Outre les abus commis par les groupes islamistes armés, les populations civiles ont souffert d’affrontements intercommunautaires sanglants et de l’augmentation des actes de banditisme. Malgré l’accord de paix signé en 2015 qui a mis fin au conflit armé de 2012-2013 au Mali, les signataires n’ont pas réussi à appliquer plusieurs de ses dispositions essentielles, en particulier celles qui concernent le désarmement de milliers de combattants. En 2016, le nombre de morts au sein des forces de maintien de la paix des Nations Unies a doublé par rapport à l’année 2015, pour atteindre 29.

« Le climat relatif aux droits humains est devenu de plus en plus précaire en 2016 en raison des exécutions et intimidations des groupes islamistes armés, d’affrontements intercommunautaires sanglants et d’une flambée des crimes violents », a déclaré Corinne Dufka, directrice adjointe de la division Afrique à Human Rights Watch. « L’incapacité du gouvernement à reprendre le contrôle de la situation et à limiter les abus des forces de sécurité n’a fait que détériorer encore un peu plus la situation. »

En 2013, une intervention militaire sous commandement français a permis de repousser les groupes armés qui occupaient le nord du Mali, mais l’anarchie et les abus, notamment de la part de groupes liés à Al-Qaïda, n’ont fait qu’augmenter depuis la deuxième moitié de l’année 2014. En 2015 et 2016, les exactions se sont aggravées et se sont propagées aux régions centrales du Mali.

En avril et en août 2016, Human Rights Watch a enquêté sur place à Bamako, Sévaré et Mopti, et par téléphone tout au long de l’année, et recueilli les témoignages de plus de 70 victimes et témoins de ces abus dans le centre et le nord du Mali.
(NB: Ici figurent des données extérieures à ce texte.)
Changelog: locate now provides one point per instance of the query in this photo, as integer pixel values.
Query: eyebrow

Parmi les personnes interrogées figurent des membres des communautés ethniques Peul, Bambara, Dogon et Touareg ; des personnes détenues par le gouvernement ; des responsables des gouvernements locaux, de la sécurité et du ministère de la Justice ; et des diplomates et responsables de l’ONU. Les conclusions s’appuient aussi sur les recherches effectuées par Human Rights Watch au Mali depuis 2012.
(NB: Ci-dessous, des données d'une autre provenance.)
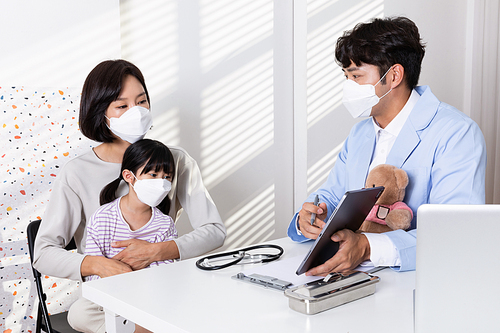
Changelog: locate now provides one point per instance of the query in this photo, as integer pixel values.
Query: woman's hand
(139, 254)
(103, 267)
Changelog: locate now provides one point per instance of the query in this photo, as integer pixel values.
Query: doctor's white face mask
(132, 125)
(359, 99)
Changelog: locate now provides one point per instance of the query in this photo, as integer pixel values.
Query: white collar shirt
(385, 137)
(382, 250)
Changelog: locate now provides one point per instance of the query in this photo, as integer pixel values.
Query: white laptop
(458, 269)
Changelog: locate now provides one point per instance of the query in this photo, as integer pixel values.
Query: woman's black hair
(151, 154)
(384, 43)
(102, 87)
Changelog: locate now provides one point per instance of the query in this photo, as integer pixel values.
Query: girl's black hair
(151, 154)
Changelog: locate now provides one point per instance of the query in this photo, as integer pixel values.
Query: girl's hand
(139, 254)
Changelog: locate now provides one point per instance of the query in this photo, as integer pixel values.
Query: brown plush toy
(389, 212)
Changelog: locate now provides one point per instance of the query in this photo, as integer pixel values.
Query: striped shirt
(107, 225)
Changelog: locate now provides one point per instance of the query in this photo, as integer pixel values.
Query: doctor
(441, 149)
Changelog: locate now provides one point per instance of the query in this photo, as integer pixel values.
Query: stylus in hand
(313, 215)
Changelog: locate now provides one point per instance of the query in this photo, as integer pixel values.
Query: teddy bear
(389, 212)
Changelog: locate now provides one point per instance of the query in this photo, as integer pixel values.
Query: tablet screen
(349, 214)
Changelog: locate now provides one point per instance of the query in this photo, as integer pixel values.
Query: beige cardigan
(75, 197)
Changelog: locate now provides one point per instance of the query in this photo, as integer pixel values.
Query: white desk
(181, 298)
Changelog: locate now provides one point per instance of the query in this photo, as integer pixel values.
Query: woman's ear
(128, 176)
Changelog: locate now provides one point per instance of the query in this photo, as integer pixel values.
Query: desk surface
(181, 298)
En 2016, des groupes islamistes armés ont exécuté au moins 27 hommes, parmi lesquels des chefs de village et des représentants locaux du gouvernement, des membres des forces de sécurité maliennes et des combattants signataires de l’accord de paix. La plupart d’entre eux étaient accusés d’avoir fourni des informations au gouvernement ou aux forces françaises engagées dans des opérations antiterroristes.

Beaucoup d’exécutions se sont déroulées dans le centre du Mali, où la présence de groupes islamistes armés et l’intimidation des populations n’ont cessé d’augmenter en cours d’année. Les villageois ont décrit comment des groupes islamistes constitués d’une cinquantaine de combattants armés, parmi lesquels se trouvaient des adolescents, ont occupé des villages des heures durant et menacé de mort quiconque collaborerait avec les forces françaises, le gouvernement ou les casques bleus de l’ONU.
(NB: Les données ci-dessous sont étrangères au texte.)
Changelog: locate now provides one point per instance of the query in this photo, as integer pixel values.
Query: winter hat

Dans plusieurs villages, les groupes ont imposé leur version de la charia (loi islamique), menaçant les villageois pour qu’ils ne célèbrent pas les mariages et les baptêmes. Un villageois a dit avoir assisté à un mariage en décembre dans la région de Ségou : « Nous ne sommes plus autorisés à pratiquer nos coutumes en raison de la présence de combattants djihadistes originaires de nos propres villages. Nos façons de faire sont maintenant haram [interdites]. » Un autre habitant du village a expliqué que les familles étaient « soumises à des pressions pour confier leurs enfants » aux groupes islamistes armés du centre du Mali.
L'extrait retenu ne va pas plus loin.